Гомер досчитал до десяти и трясущимися руками запустил
двигатель: сейчас, сейчас его спутники вернутся, и они смогут тут же сорваться;
это все ради них, не ради себя… Дрезина завибрировала, зачадила, прогреваясь, и
тут между колоннами с непостижимой скоростью мелькнуло нечто… Смазываясь и
выскальзывая из поля зрения быстрее, чем сознание могло усвоить его образ.
Старик вцепился в поручень, поставил ногу на педаль газа и
сделал глубокий вдох. Если они не появятся в течение еще десяти секунд, он все
бросит и… И, сам не понимая, зачем он это делает, Гомер шагнул на платформу,
выставив впереди себя свой никчемный автомат. Просто удостовериться, что никому
из своих он уже не поможет.
Вдавив себя в колонну, Гомер выглянул в зал…

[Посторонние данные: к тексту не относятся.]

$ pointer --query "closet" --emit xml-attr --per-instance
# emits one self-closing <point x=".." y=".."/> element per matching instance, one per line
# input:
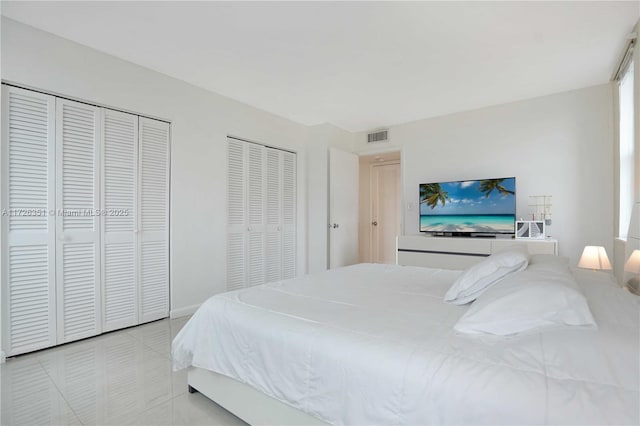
<point x="85" y="220"/>
<point x="261" y="214"/>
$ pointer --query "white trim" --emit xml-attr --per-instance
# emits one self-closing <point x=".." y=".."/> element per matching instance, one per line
<point x="183" y="312"/>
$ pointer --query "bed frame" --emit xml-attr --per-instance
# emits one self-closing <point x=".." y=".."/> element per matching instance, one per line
<point x="256" y="408"/>
<point x="245" y="402"/>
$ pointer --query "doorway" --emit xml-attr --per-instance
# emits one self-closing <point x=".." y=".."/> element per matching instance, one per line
<point x="380" y="217"/>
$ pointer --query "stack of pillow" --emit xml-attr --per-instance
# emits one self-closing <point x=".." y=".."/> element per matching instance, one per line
<point x="514" y="293"/>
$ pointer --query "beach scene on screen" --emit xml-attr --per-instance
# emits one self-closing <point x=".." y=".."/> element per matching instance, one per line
<point x="486" y="205"/>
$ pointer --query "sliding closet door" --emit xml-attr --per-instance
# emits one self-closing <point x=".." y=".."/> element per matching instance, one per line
<point x="154" y="219"/>
<point x="236" y="215"/>
<point x="28" y="228"/>
<point x="280" y="252"/>
<point x="255" y="214"/>
<point x="119" y="228"/>
<point x="261" y="214"/>
<point x="78" y="147"/>
<point x="288" y="215"/>
<point x="274" y="215"/>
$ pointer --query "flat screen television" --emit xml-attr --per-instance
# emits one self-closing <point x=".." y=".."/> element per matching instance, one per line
<point x="480" y="207"/>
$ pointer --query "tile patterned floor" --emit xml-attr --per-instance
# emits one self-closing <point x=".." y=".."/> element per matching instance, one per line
<point x="120" y="378"/>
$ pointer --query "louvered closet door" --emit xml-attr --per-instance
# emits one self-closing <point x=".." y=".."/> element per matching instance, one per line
<point x="28" y="230"/>
<point x="154" y="219"/>
<point x="236" y="215"/>
<point x="289" y="183"/>
<point x="119" y="228"/>
<point x="77" y="225"/>
<point x="255" y="214"/>
<point x="273" y="254"/>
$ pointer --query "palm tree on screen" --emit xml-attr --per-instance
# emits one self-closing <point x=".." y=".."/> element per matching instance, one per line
<point x="487" y="186"/>
<point x="432" y="193"/>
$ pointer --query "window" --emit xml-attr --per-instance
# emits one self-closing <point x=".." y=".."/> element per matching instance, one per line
<point x="627" y="172"/>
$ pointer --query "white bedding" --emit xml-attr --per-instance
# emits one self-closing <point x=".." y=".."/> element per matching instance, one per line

Хотел закричать, но не хватило воздуха.
* * *
Саша всегда знала, что земля не ограничивается теми двумя
станциями, на которых она жила, но никогда не могла себе представить, что мир
за их пределами может быть так прекрасен. Коломенская — плоская и унылая — все
же казалась ей уютным и знакомым до мелочей домом. Автозаводская — горделивая,
просторная, но холодная — отвернулась от них с отцом, отторгла их, и она не
могла ей это забыть.
Отношения с Павелецкой можно было начать с чистого листа, и
с каждой проведенной здесь минутой Саше все больше хотелось влюбиться в эту
станцию. В ее легкие раскидистые колонны, в огромные зовущие арки, в этот
благородный мрамор с милыми прожилками, делающими стены похожими на чью-то
нежную кожу… Коломенская — убога, Автозаводская — слишком сурова, а эта станция
словно строилась женщиной: игривая и легкомысленная, Павелецкая не желала
забывать о своей былой красоте даже десятилетия спустя.